The model of care, including accommodation, provided to unaccompanied minors is now much improved:
- Since 2010 there has been an end to hostel-based care for unaccompanied minors, a system that was widely criticised as exposing already vulnerable children to harm.
- TUSLA now treats unaccompanied minors equally to other children in care, meaning that they are provided with foster care, supported lodgings or residential placements. Due to the high level of need among this group, the majority are allocated a social worker.
- There has been a decrease in the number of unaccompanied minors going missing from State care: in 2007, 41 children went missing from the care of the Dublin social work team of which 12 were found, while in 2013, 4 children went missing and 2 were found.
Certain key challenges remain:
- There is no targeted national strategy for unaccompanied minors. National oversight of care provision to this group is limited and variations in care are in evidence:
- Several different sections of the Child Care Act 1991 are used to take unaccompanied minors into TUSLA care. The decision on which section to apply is taken locally and may impact on the minor’s legal guardianship.
- Key data and information gaps persist, for example, in the total number of unaccompanied minors in care in the State, although progress towards national-level data is underway.

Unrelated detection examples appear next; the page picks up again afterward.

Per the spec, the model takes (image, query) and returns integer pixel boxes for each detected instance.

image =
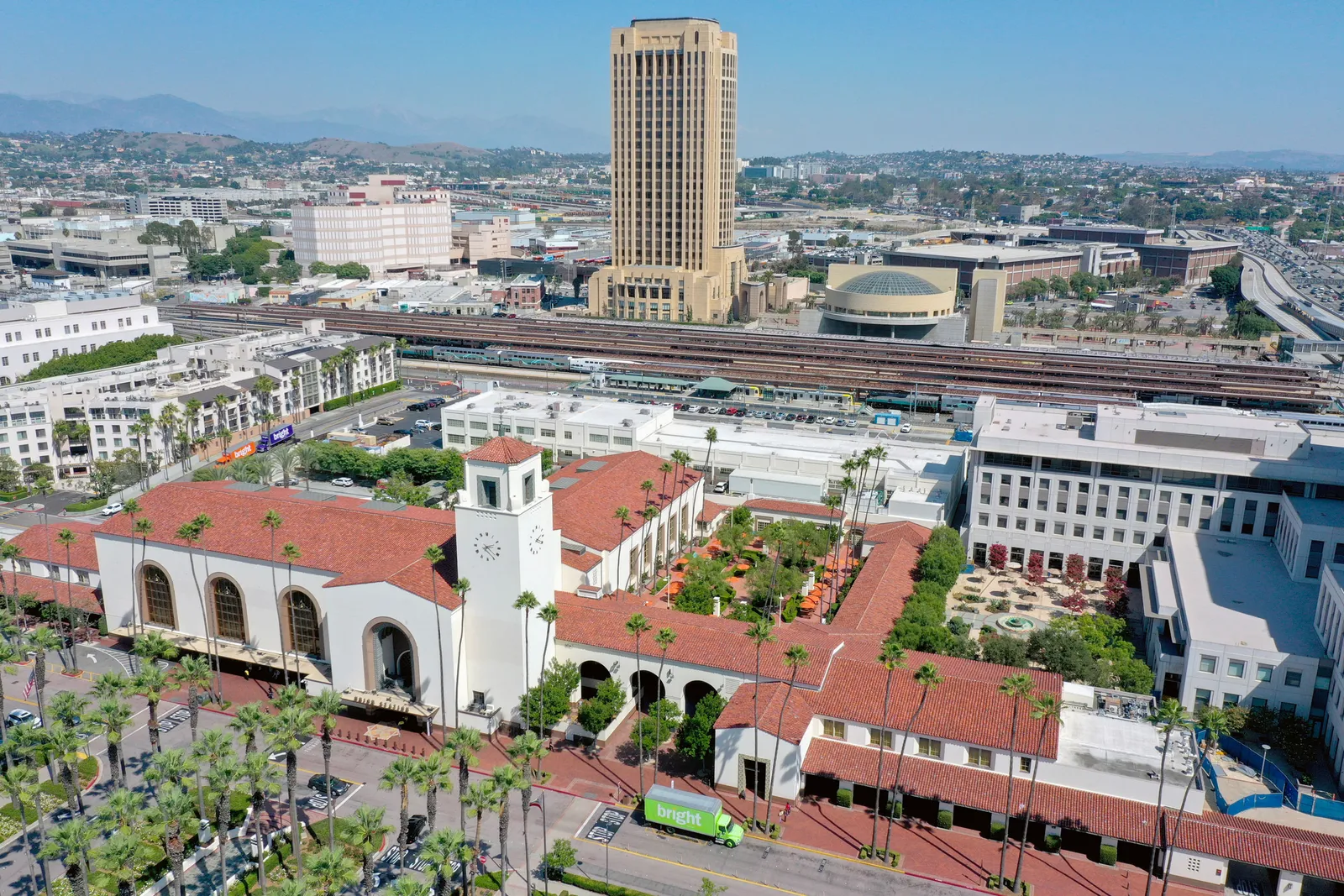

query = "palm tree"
[210,741,244,892]
[878,663,942,856]
[764,643,811,833]
[748,616,774,831]
[38,818,98,896]
[491,766,531,892]
[513,591,546,730]
[1000,693,1064,891]
[415,750,453,834]
[625,612,663,802]
[421,822,470,893]
[999,673,1037,887]
[260,511,289,684]
[270,705,313,880]
[532,600,560,736]
[309,690,343,844]
[378,757,415,872]
[239,752,280,893]
[869,641,906,858]
[1163,706,1232,896]
[0,762,51,896]
[444,728,481,831]
[654,627,676,783]
[1144,697,1192,896]
[136,663,168,752]
[341,806,392,896]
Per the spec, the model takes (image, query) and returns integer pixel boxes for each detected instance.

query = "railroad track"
[164,304,1341,411]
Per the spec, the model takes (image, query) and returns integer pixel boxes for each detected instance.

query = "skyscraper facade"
[589,18,746,322]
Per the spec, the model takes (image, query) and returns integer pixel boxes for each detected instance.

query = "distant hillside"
[1097,149,1344,170]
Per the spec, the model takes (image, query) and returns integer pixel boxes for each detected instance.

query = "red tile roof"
[831,522,930,636]
[4,572,102,616]
[98,482,461,609]
[555,591,842,688]
[801,736,1344,880]
[545,445,701,551]
[743,498,847,522]
[466,435,542,464]
[11,520,98,569]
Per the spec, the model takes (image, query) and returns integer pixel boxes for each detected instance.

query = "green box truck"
[643,784,743,846]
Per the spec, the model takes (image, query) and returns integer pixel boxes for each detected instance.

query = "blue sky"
[0,0,1344,156]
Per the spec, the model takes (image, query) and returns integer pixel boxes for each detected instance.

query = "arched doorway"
[370,622,419,700]
[630,669,667,712]
[580,659,612,700]
[681,679,719,716]
[210,576,247,641]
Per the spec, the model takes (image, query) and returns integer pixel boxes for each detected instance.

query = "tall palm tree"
[444,728,481,831]
[341,806,392,896]
[269,705,313,880]
[764,643,811,833]
[1163,706,1232,896]
[513,591,546,731]
[421,544,459,736]
[1000,693,1064,891]
[1144,697,1194,896]
[0,762,51,896]
[239,752,280,893]
[260,509,287,684]
[869,641,906,858]
[532,600,560,736]
[654,626,676,783]
[748,616,774,831]
[415,750,453,834]
[38,818,98,896]
[625,612,661,802]
[878,663,942,856]
[210,743,244,892]
[378,757,415,872]
[999,673,1037,887]
[307,690,344,844]
[136,663,168,752]
[491,766,521,892]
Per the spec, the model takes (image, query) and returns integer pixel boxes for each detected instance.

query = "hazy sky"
[0,0,1344,156]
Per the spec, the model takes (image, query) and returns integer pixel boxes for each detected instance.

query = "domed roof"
[835,270,946,296]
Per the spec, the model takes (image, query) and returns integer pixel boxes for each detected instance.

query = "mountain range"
[1097,149,1344,170]
[0,92,609,152]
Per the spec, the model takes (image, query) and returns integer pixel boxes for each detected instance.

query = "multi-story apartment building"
[293,175,453,277]
[0,291,172,385]
[126,193,228,224]
[589,18,746,322]
[965,396,1344,584]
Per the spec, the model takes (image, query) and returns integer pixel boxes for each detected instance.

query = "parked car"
[307,775,349,797]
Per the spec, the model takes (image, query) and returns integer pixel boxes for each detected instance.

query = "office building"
[126,193,228,224]
[0,291,172,385]
[293,175,454,277]
[589,18,746,324]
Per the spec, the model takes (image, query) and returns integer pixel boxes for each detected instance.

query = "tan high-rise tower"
[589,18,746,324]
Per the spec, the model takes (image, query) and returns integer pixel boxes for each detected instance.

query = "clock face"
[473,532,500,560]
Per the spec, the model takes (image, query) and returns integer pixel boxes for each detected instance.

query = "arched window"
[141,565,177,629]
[210,579,246,641]
[285,591,323,657]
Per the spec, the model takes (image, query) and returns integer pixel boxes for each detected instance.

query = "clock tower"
[454,437,560,726]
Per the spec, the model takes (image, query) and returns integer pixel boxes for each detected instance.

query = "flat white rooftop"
[1164,531,1324,657]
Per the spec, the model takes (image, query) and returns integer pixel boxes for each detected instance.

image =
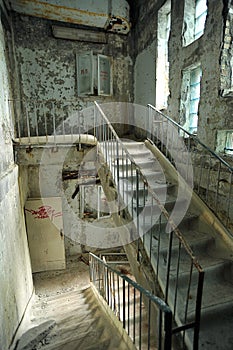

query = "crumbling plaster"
[0,17,33,349]
[13,14,132,108]
[134,0,233,149]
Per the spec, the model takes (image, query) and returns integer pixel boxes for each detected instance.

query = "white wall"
[134,42,156,106]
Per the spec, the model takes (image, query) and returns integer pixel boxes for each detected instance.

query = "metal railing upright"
[148,104,233,236]
[94,102,204,349]
[89,253,172,350]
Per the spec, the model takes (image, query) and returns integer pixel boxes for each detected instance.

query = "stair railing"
[89,253,172,350]
[8,99,93,145]
[94,102,204,350]
[148,104,233,235]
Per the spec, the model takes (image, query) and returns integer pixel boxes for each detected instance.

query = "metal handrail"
[148,104,233,235]
[8,99,88,145]
[147,104,233,171]
[95,103,204,349]
[89,253,172,350]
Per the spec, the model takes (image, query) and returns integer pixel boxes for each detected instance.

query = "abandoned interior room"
[0,0,233,350]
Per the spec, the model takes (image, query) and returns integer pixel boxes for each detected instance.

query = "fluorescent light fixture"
[52,26,107,44]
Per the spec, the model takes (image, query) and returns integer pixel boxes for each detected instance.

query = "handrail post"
[193,271,205,350]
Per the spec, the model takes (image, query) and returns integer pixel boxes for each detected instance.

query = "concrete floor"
[33,254,90,297]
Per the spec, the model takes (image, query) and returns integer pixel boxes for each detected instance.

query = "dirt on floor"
[33,254,90,296]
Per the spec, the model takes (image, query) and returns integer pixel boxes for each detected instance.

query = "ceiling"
[9,0,132,34]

- Social workers reported practical difficulties arising from the lack of a clear immigration status for many unaccompanied minors, including difficulties accessing a Personal Public Service Number or travelling outside the State, for example on a school trip.

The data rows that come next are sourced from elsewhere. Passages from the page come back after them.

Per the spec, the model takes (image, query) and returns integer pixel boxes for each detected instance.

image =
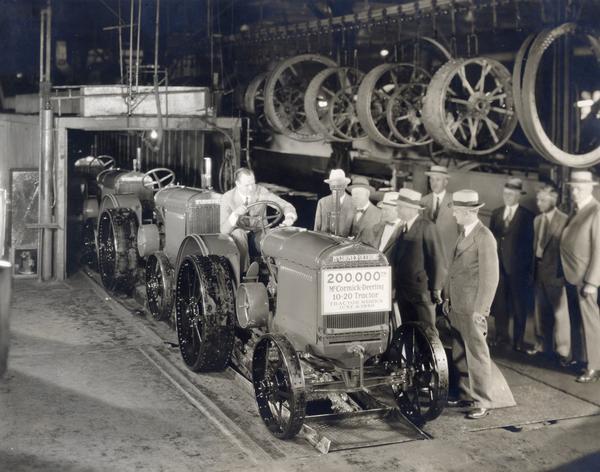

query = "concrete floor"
[0,275,600,472]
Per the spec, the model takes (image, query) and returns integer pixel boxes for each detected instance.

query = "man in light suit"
[220,167,298,271]
[315,169,354,237]
[358,192,403,263]
[560,171,600,383]
[444,190,515,419]
[527,184,571,367]
[348,176,381,241]
[390,188,447,328]
[490,178,533,352]
[421,166,458,259]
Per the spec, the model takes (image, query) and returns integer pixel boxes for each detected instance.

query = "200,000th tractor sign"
[321,267,392,315]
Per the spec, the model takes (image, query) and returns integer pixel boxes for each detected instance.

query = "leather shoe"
[467,408,490,420]
[446,400,473,408]
[575,369,600,383]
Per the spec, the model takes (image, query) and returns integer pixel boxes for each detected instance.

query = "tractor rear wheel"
[387,323,448,424]
[98,208,138,294]
[252,334,306,439]
[175,254,235,372]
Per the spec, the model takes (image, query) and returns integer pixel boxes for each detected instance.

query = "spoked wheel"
[98,208,138,294]
[252,334,306,439]
[175,254,235,372]
[146,251,174,321]
[81,219,98,270]
[388,323,448,424]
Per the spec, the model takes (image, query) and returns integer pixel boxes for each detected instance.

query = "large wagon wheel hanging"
[357,64,430,147]
[304,67,367,141]
[264,54,336,141]
[423,57,517,155]
[520,23,600,168]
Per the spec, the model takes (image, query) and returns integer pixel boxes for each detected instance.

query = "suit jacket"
[315,194,354,237]
[350,202,381,241]
[533,208,567,286]
[444,221,500,316]
[421,191,459,261]
[357,220,402,264]
[220,185,297,234]
[392,215,447,300]
[490,205,533,276]
[560,199,600,287]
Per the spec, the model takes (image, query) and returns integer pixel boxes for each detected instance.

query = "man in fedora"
[348,175,381,240]
[315,169,354,237]
[357,192,403,263]
[421,165,458,259]
[490,178,533,352]
[390,188,446,327]
[444,190,515,419]
[560,171,600,383]
[527,184,571,367]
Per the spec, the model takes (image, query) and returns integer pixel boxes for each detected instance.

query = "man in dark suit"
[421,166,458,260]
[357,192,403,263]
[560,171,600,383]
[314,169,354,237]
[490,178,533,351]
[527,184,571,366]
[391,188,446,327]
[444,190,515,419]
[348,176,381,240]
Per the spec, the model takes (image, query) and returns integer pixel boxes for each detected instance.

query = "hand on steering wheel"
[142,167,175,192]
[236,200,283,231]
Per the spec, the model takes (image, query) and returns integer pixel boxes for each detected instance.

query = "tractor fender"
[175,234,240,287]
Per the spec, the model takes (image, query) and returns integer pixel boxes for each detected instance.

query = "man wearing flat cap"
[444,190,515,419]
[315,169,354,237]
[490,178,533,351]
[348,175,381,241]
[421,165,458,259]
[560,171,600,383]
[358,192,403,264]
[390,188,446,327]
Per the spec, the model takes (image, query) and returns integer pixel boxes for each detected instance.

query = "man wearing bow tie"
[490,178,533,352]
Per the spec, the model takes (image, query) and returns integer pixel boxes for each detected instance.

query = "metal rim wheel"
[81,219,98,270]
[357,63,430,148]
[423,57,517,155]
[304,67,367,141]
[252,334,306,439]
[98,208,138,293]
[264,54,336,142]
[388,323,449,424]
[146,251,174,321]
[521,23,600,168]
[175,254,235,372]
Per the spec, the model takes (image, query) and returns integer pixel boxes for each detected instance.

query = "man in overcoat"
[560,171,600,383]
[444,190,515,419]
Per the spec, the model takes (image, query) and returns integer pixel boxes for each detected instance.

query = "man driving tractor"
[221,167,298,272]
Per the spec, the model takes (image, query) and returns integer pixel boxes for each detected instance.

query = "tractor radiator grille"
[187,201,220,234]
[324,311,388,329]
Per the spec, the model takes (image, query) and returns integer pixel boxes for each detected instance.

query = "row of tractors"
[76,156,448,438]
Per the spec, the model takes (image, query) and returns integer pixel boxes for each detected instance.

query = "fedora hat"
[398,188,425,210]
[325,169,350,185]
[348,175,375,192]
[452,189,485,209]
[425,166,450,178]
[377,192,398,208]
[567,170,598,185]
[504,177,527,195]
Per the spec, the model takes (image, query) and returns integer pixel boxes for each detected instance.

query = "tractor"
[170,201,448,439]
[96,162,175,294]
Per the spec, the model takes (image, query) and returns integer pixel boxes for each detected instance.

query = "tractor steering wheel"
[88,154,115,170]
[237,200,283,231]
[142,167,175,192]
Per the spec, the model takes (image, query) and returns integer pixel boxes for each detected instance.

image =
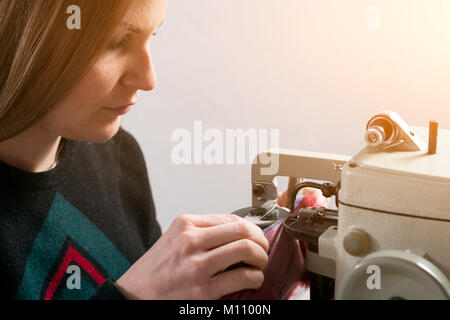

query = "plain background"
[121,0,450,231]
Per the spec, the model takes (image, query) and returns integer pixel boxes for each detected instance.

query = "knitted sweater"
[0,128,161,300]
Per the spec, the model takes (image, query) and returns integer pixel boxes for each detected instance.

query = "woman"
[0,0,268,299]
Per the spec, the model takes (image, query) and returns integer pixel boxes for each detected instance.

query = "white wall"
[122,0,450,230]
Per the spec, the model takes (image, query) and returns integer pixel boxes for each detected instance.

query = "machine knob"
[336,250,450,300]
[364,126,386,147]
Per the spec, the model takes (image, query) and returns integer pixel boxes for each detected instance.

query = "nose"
[122,46,158,91]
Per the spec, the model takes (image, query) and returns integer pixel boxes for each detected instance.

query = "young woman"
[0,0,268,299]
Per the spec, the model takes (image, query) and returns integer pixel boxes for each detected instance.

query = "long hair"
[0,0,132,142]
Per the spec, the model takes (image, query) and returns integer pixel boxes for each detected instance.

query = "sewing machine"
[236,111,450,299]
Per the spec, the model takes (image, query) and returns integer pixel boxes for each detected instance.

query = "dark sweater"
[0,128,161,299]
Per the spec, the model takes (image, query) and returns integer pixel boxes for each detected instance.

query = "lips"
[104,103,134,115]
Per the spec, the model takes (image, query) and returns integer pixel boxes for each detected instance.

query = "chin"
[83,118,120,143]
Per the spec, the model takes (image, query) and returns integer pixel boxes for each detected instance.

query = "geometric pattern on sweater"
[15,192,131,300]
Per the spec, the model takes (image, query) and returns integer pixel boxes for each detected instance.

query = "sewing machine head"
[234,111,450,299]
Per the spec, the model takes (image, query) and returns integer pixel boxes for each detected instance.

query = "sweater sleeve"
[91,278,126,300]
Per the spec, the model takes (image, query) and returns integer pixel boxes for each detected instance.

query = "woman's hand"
[116,214,269,300]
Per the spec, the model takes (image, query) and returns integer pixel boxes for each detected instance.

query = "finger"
[179,214,243,228]
[197,219,269,252]
[206,239,268,276]
[210,267,264,297]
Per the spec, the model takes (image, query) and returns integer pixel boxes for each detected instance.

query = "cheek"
[67,65,117,113]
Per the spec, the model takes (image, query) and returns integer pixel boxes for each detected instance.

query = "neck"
[0,126,61,173]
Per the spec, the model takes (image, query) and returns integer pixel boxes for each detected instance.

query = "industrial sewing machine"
[236,111,450,299]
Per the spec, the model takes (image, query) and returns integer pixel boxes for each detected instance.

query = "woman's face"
[39,0,167,142]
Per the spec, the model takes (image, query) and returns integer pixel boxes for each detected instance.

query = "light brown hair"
[0,0,132,142]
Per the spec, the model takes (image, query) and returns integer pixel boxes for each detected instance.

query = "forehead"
[119,0,167,33]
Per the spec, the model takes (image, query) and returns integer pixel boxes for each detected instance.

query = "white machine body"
[252,112,450,299]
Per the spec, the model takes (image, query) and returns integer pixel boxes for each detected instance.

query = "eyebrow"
[119,19,164,34]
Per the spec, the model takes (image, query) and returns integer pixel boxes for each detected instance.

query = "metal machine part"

- Some ambiguity exists as to who has the statutory responsibility for determining the age of unaccompanied minors, although a high level of cooperation on age assessment is reported by the agencies involved.
- The experience of unaccompanied minors reaching 18 years of age varies; those who have made an asylum application may enter the direct provision system. Regional disparities exist in aftercare provision, which depends on local resources and practices.

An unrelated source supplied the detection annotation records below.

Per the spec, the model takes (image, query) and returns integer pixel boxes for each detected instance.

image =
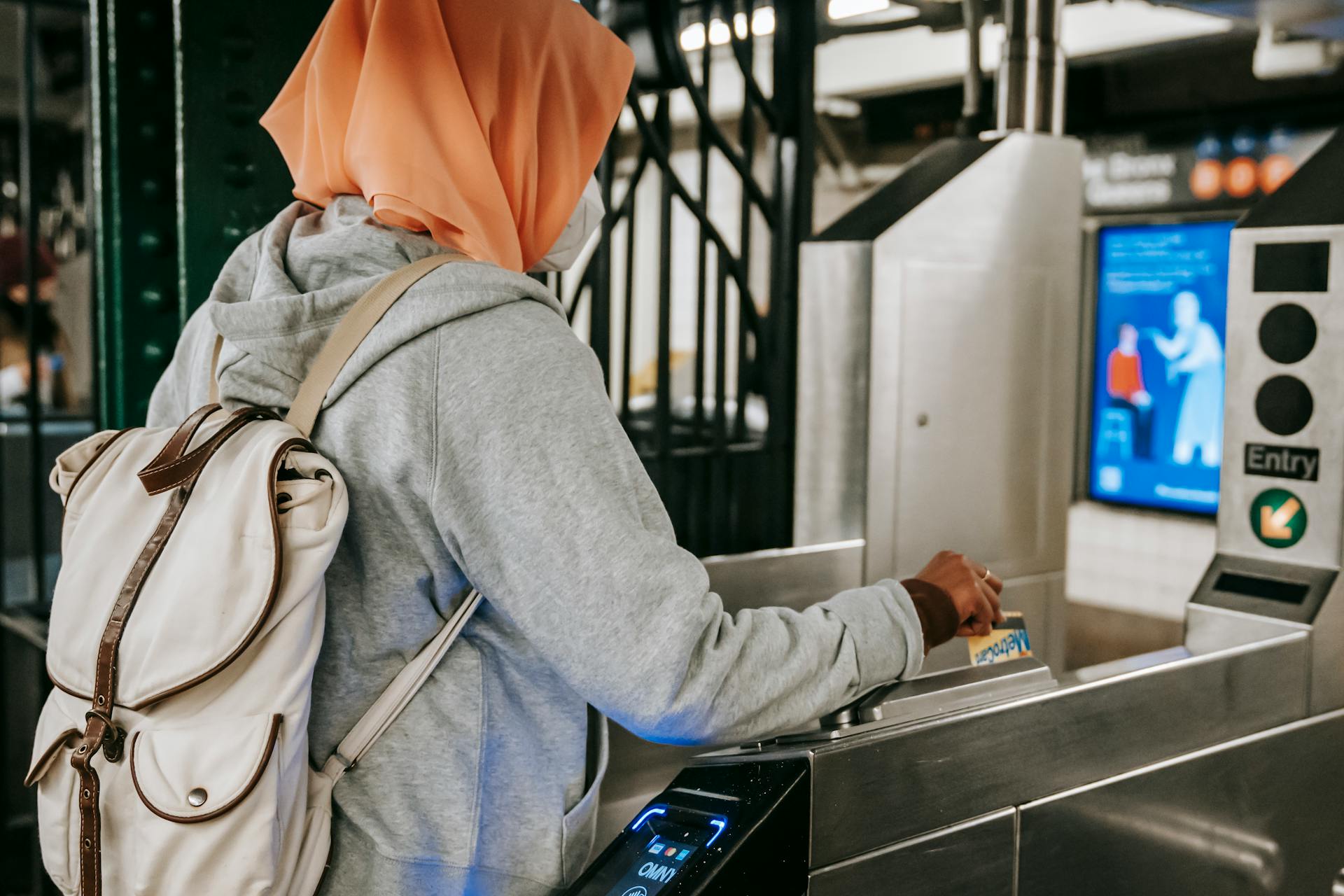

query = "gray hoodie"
[149,196,923,896]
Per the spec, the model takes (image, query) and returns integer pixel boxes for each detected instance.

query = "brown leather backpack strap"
[136,407,279,494]
[70,741,106,896]
[144,402,220,470]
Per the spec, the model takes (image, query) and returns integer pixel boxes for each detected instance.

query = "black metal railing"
[552,0,817,556]
[0,0,94,896]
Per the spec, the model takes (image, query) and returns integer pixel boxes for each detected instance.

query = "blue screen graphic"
[1088,222,1234,513]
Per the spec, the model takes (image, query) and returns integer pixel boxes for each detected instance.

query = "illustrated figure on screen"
[1153,291,1223,466]
[1106,323,1153,458]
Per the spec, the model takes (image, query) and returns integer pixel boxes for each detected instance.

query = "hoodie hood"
[210,195,564,407]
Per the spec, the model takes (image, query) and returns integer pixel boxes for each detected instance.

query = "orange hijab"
[260,0,634,272]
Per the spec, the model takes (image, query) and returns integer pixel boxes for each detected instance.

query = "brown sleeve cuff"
[900,579,961,653]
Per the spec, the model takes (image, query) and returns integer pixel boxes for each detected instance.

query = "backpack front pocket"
[126,715,281,896]
[23,694,79,893]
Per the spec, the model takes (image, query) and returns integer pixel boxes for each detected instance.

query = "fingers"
[957,588,999,637]
[980,579,1004,622]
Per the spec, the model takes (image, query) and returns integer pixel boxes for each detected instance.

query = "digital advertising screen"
[1087,220,1235,514]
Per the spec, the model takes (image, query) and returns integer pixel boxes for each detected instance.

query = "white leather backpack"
[27,255,479,896]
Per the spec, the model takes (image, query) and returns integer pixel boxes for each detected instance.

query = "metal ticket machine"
[570,127,1344,896]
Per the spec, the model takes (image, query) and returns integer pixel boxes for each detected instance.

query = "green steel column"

Commenting on the findings, report author Emma Quinn said:
“This study charts significant improvements to the model of care provided to unaccompanied minors in Ireland since publication of a previous EMN Ireland study on this subject in 2009. Good practices, including child-specific procedures, are in evidence within the asylum system. Also welcome is the practice of not forcibly returning unaccompanied minors. However, in the context of the increasing numbers of asylum applicants in Ireland and across the EU, it is timely to ensure that service provision to this particularly vulnerable group is robust and that national oversight exists”.
EMN Ireland together with the UNHCR Ireland, will hold a half-day conference on Protection of Unaccompanied Minors and Separated Children in Ireland and Europe on Thursday, 27 November 2014. For more information see: www.emn.ie/emn/nationalnetwork.
For more information:
- An unaccompanied minor is defined as: “…a third country national or stateless person below the age of eighteen, who arrives on the territory of the Member States unaccompanied by an adult responsible for them whether by law or custom, and for as long as they are not effectively taken into the care of such a person, or a minor who is left unaccompanied after they have entered the territory of the Member States” (EMN Glossary 2.0).